Ten minutes later, aboard the now patched-up bear, which clattered and made all sorts of noises that didn’t sound good to me, each of us was lost in our own thoughts. Tha had a pathetic expression, one I had only seen on myself when I was locked up in my room, spared from curious eyes like those that were on him now. I could imagine why he was so worried, and I would have been too if I had been pseudo-abducted by someone considered as powerful and influential as Sela, accompanied on top of that by an android possessed by an extraterrestrial being. But somehow his expression didn’t seem to come from these things, it rather came from some older wound, like those that bother you when the weather changes and you absentmindedly massage them, unaware that this gesture might seem unusual to others. Sela, though also absent, seemed more focused on what was to come. She seemed determined to get through the hurdles ahead. Her three fathers and two mothers seemed not too proud of her just because she had become a respected researcher—they had such things in their family for centuries, themselves being extremely influential in politics, science, and the temple. Of course, I hadn’t heard this from her, but having a much wider field of view means you can more easily take a sneak peek at someone who’s reading right next to you. Even eavesdrop if you want. And I did, of course, want to find out as much as possible about this being who was a stranger to me but with whom I shared one of my most precious treasures.
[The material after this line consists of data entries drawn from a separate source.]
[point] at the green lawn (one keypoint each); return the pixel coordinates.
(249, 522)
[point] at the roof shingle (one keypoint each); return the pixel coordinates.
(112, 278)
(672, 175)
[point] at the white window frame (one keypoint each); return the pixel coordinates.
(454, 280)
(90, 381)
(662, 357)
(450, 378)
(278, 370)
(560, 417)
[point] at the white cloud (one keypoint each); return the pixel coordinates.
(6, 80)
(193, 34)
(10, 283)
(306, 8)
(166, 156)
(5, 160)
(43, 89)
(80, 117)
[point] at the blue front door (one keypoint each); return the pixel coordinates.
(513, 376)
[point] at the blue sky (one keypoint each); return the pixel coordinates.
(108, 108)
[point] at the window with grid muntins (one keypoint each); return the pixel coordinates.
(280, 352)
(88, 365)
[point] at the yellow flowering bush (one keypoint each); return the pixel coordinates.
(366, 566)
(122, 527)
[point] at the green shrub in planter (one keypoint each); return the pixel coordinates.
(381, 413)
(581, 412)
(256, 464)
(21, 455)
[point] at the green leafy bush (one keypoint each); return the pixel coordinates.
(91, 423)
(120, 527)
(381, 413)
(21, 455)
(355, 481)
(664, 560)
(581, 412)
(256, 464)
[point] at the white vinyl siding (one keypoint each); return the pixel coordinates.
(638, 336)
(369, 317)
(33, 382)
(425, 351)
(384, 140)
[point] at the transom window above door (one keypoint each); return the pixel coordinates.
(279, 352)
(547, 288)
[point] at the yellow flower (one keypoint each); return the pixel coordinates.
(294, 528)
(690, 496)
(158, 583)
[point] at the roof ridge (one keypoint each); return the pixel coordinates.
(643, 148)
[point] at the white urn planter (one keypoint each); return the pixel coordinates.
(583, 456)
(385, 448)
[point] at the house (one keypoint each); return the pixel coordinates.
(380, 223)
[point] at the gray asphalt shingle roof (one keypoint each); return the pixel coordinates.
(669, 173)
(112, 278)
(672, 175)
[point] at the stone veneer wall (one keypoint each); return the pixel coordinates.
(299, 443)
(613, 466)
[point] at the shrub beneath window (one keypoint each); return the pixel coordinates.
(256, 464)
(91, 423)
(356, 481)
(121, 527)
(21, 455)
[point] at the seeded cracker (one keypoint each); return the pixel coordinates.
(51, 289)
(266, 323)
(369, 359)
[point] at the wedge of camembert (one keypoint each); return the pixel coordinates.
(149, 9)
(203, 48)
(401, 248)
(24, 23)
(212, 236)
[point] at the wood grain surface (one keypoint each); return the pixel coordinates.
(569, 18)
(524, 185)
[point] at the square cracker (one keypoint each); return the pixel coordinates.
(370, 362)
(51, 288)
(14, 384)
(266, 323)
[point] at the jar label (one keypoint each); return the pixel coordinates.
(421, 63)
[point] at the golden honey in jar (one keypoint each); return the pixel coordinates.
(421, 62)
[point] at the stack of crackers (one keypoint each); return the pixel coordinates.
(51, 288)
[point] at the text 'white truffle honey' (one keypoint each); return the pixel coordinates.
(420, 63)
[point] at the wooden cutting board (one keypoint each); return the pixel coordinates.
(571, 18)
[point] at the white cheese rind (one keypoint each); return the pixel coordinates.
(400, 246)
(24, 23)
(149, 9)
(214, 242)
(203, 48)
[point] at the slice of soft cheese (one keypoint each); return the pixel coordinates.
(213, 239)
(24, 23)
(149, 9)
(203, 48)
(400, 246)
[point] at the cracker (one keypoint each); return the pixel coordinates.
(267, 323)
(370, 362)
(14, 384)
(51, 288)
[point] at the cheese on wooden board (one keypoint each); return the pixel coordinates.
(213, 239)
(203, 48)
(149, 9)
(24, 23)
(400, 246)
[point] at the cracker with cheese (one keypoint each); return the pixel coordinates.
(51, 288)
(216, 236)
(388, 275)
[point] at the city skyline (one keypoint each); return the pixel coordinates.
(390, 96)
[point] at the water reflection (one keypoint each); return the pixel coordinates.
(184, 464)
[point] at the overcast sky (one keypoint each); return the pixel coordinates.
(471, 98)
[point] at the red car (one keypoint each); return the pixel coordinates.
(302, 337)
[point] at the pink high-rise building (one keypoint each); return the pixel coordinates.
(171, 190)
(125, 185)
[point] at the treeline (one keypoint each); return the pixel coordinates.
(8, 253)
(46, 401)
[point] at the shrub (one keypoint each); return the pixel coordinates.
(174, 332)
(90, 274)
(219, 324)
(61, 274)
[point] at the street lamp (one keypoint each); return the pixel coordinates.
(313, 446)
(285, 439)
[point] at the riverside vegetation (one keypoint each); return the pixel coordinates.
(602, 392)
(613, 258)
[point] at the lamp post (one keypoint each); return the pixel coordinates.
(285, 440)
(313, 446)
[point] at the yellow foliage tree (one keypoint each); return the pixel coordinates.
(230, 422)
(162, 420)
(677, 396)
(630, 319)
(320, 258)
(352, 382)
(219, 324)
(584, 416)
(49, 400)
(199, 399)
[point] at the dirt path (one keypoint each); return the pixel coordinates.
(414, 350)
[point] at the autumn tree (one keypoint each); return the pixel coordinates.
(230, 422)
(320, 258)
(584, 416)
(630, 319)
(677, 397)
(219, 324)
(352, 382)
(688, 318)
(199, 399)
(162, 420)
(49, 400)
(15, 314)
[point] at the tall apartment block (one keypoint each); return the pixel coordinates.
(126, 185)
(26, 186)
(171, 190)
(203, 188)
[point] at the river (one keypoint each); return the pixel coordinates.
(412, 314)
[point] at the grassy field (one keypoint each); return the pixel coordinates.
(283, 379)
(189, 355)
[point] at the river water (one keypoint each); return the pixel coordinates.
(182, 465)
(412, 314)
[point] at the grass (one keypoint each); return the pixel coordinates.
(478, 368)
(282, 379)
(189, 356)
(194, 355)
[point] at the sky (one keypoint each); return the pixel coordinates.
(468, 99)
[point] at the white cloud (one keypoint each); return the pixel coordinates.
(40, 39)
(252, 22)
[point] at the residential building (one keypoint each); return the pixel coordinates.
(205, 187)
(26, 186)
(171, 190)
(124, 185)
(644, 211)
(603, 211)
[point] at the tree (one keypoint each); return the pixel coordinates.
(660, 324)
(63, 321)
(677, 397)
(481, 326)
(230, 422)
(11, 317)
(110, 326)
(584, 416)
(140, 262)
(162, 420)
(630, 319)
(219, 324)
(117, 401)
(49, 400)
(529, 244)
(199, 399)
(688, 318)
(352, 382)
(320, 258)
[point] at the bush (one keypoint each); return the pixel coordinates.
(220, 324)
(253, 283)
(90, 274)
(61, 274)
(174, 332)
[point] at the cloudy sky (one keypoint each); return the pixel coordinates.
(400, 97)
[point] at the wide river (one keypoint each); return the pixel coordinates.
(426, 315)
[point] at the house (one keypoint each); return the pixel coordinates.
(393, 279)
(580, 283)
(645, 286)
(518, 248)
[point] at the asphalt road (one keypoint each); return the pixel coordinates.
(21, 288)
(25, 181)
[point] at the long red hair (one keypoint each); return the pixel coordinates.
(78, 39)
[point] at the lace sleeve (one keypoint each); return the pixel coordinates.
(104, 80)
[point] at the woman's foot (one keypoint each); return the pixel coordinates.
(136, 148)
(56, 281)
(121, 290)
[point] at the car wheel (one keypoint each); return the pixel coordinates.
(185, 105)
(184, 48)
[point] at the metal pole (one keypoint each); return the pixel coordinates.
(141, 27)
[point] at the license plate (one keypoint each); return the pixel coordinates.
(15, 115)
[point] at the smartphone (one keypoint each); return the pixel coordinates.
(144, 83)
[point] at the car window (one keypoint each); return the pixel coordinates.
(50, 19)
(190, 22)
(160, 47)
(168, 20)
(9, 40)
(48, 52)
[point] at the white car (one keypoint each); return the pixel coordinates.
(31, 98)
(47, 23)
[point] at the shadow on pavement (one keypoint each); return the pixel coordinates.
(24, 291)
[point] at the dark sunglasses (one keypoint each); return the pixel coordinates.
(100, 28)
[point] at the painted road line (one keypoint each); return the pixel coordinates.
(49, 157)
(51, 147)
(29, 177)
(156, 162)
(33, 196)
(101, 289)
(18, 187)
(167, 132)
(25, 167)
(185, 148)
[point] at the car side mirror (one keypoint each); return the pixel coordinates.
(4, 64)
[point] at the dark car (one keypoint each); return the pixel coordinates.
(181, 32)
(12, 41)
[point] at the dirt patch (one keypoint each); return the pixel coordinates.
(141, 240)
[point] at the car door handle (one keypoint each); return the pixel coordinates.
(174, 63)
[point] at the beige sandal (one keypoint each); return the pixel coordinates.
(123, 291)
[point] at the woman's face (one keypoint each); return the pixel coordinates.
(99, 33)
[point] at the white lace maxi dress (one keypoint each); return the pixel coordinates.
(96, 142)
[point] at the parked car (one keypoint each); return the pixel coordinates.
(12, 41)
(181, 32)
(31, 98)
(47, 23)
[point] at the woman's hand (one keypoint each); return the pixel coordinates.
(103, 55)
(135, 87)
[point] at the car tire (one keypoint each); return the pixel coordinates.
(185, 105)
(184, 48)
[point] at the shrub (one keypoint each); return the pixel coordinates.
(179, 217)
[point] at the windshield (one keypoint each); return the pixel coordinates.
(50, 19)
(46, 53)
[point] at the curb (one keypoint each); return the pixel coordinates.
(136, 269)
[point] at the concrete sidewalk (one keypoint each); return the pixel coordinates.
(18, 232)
I was cross with Fox, rightly so: I was frustrated by the things she kept doing to me, by the blame she kept putting on me, by the alienation we had suffered, not just the two of us, but also our mother. Now, though, I was more furious with her than ever: she dragged me into an extraterrestrial world that, though dear to me, was hostile to us and put me into an android that Sela almost certainly programmed to listen to her without question. Of course, things hadn’t gone quite that way, and now I was starting to like my new form as I was getting used to it, especially because I was discovering new things that I wouldn’t have imagined possible for me as a human being, which now seemed mundane. I was in a sweet stage of discovery. And the fact that my mind easily moulded to the new space, growing, developing to fill it, brought me a joy that wouldn’t let me boil in anger against Fox.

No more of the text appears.